Кто-то из толпы артистов, вываливших на сцену на шум, звонко и восторженно затянул гимн. Слова подхватили в зале, и под сводами театра, набирая силу, над тяжело раненным главой правительства загремела здравица главе государства:
Наконец, закончив верноподданнические излияния, вспомнили и о раненом. Столыпина подняли – идти он не мог, даже опираясь на подставленные руки, – и понесли к выходу. Александр Иванович пристроился в хвост скорбной процессии, но, выйдя из зала, направился налево, туда, куда несколькими минутами ранее убежал Кулябко. Повернув за очередной угол, он чуть не столкнулся с Николаем Николаевичем. Судя по ужасу на красном мокром лице, ждать хороших новостей не приходилось.
– Ну? – тихо, почти шепотом, спросил Александр Иванович.
– Не отдают.
– Ты его видел? Где он?
– Видел. Там, в конце коридора, кабинет директора. Показал ему знаками, чтоб молчал.
– Он понял?
Кулябко пожал плечами:
– Он как будто не в себе. Но кивнул.
– Ох, скверно! – Спиридович оттолкнул Кулябко и побежал по коридору.
У дверей кабинета стоял жандарм, но он даже не посмел преградить дорогу суровому полковнику в парадном мундире дворцовой охраны. Александр Иванович рванул на себя ручку. На стуле, безвольно опустив руки и ссутулившись, сидел сильно помятый Богров. С носа капала кровь, губы тоже были разбиты. Навстречу Александру Ивановичу поднялся давешний офицер, что остановил уже занесенную руку с шашкой.
– Подполковник Иванов. Господин полковник, самосуда я не допущу!
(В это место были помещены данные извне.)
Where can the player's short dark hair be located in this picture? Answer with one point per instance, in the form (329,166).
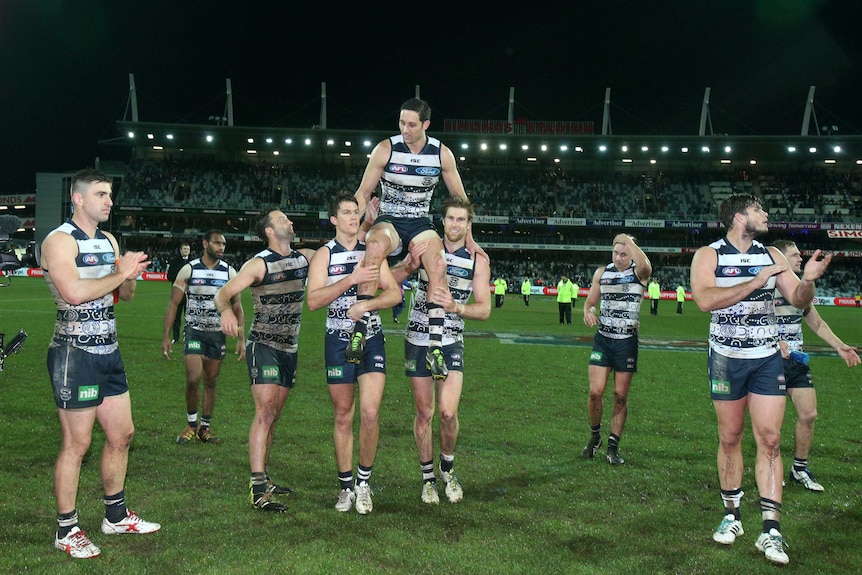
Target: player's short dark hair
(458,202)
(265,222)
(208,235)
(421,107)
(87,176)
(338,198)
(735,204)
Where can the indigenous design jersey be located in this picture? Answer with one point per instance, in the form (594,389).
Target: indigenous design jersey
(620,304)
(789,320)
(341,264)
(278,300)
(459,276)
(747,329)
(409,179)
(200,293)
(89,326)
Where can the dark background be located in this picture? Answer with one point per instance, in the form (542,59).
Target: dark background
(64,67)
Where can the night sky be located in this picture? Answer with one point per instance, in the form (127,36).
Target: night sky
(64,67)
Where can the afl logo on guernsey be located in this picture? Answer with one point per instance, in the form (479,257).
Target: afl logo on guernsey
(454,271)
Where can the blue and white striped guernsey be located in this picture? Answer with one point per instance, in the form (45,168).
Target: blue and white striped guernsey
(278,300)
(89,326)
(620,304)
(459,275)
(789,319)
(748,329)
(409,179)
(201,287)
(342,262)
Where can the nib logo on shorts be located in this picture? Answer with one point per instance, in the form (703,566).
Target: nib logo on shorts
(720,387)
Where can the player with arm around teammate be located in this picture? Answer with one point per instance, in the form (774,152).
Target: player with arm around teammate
(735,278)
(334,274)
(466,274)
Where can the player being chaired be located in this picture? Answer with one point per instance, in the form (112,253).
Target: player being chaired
(408,167)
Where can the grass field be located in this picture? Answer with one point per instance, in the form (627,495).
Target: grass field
(531,506)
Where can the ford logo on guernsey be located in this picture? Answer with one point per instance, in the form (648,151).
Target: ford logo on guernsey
(455,271)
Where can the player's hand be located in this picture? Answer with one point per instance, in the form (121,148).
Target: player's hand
(229,323)
(816,265)
(167,348)
(132,264)
(768,271)
(364,274)
(849,355)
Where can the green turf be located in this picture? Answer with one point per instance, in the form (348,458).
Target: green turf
(531,504)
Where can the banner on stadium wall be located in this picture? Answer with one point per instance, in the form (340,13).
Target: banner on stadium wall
(24,199)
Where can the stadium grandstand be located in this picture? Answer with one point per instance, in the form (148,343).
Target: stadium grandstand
(549,195)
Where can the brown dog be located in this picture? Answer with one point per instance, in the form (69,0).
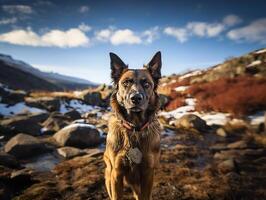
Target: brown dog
(133,141)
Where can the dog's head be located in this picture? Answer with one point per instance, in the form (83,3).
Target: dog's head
(136,88)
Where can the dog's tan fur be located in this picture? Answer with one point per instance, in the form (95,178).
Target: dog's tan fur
(120,139)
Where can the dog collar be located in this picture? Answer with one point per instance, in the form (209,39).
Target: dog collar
(128,126)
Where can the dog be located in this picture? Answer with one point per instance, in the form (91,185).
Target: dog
(133,140)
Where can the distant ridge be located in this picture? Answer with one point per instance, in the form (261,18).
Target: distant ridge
(20,75)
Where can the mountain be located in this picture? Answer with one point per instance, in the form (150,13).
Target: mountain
(236,86)
(20,75)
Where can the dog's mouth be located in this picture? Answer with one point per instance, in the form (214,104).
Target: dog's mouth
(135,109)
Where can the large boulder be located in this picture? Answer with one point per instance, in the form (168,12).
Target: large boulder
(24,146)
(78,135)
(11,96)
(191,121)
(73,114)
(55,122)
(8,160)
(70,152)
(29,123)
(47,103)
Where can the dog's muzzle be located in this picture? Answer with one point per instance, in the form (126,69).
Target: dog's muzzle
(136,98)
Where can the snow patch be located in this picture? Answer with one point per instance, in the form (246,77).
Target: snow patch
(21,107)
(254,63)
(210,118)
(77,105)
(181,88)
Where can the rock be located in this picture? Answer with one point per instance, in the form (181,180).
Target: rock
(92,98)
(12,96)
(73,114)
(94,152)
(29,123)
(78,135)
(24,146)
(227,166)
(48,103)
(8,160)
(191,121)
(221,132)
(70,152)
(56,122)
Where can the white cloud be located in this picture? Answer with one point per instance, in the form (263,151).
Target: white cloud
(84,9)
(151,34)
(124,36)
(5,21)
(118,36)
(180,34)
(84,27)
(202,29)
(104,35)
(231,20)
(17,9)
(254,32)
(73,37)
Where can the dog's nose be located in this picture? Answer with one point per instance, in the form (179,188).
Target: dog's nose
(136,98)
– Полно вам, это был минутный порыв, спасибо, что спасли. Я послушаю?
– Конечно. – Иванов указал рукой на диван, где уже сидел какой-то прокурорский. – Продолжим.
Он сел за стол, обмакнул перо в чернильницу, кивнул хлюпающему носом Богрову:
– Так когда же вы задумали это злодеяние?
Александру Ивановичу потребовалась вся сила воли, которой он обладал, чтобы не податься вперед в ожидании ответа. Дмитрий Григорьевич поднял глаза, обвел взглядом находящихся с ним в комнате людей и остановился на Спиридовиче. Долго и грустно смотрел на бравого полковника, на его рыжую шевелюру, закрученные усы, на такие похожие на сестрины глаза. Наконец сплюнул розовую слюну прямо на паркет и произнес, слегка подсвистывая сквозь выбитые зубы:
– Давно. Еще в Петербурге.
Богров говорил долго, при этом почти не отводил взгляда от Александра Ивановича. Рассказывал о своем революционном прошлом, о службе в Охранном отделении, о выданных им товарищах по партии, об их подозрениях, вылившихся в требование убить Столыпина. О том, как он использовал бедного подполковника Кулябко, преподнеся ему фальшивую историю о прибывших в Киев террористах, о том, как тем же обманом вынудил Николая Николаевича выдать ему приглашение на спектакль. Скрипело перо, стукалось острым кончиком о донышко чернильницы, шелестела бумага.
Александр Иванович смотрел в молодые, но очень усталые глаза говорившего, и взгляд его, сначала настороженный и даже испуганный, вдруг стал сначала удивленным, как будто перед обреченным на виселицу забрезжила какая-то надежда на спасение, а потом, когда пришло осознание, что Богров не намерен обличать никого, кроме себя, в глазах появились задумчивость, грусть и даже сочувствие. В конце концов он поднялся и тихо вышел, не дослушав.
Глава 11
КИЕВ, 1.IX. Министром Императорского Двора послана следующая телеграмма: «Первого сентября во время второго антракта парадного спектакля в киевском городском театре на жизнь председателя совета министров П. А. Столыпина было произведено покушение. Услышав выстрел, Его Величество Государь Император вошел в ложу. Публика, находившаяся в театре, преисполненная верноподданнических чувств к особе Государя Императора, потребовала исполнения народного гимна. Неоднократное пение гимна всеми присутствовавшими сменялось пением молитвы «Спаси Господи». Его Величество изволил несколько раз отвечать публике поклонами, после чего отбыл с Великими Княжнами и Августейшими Особами из театра во дворец».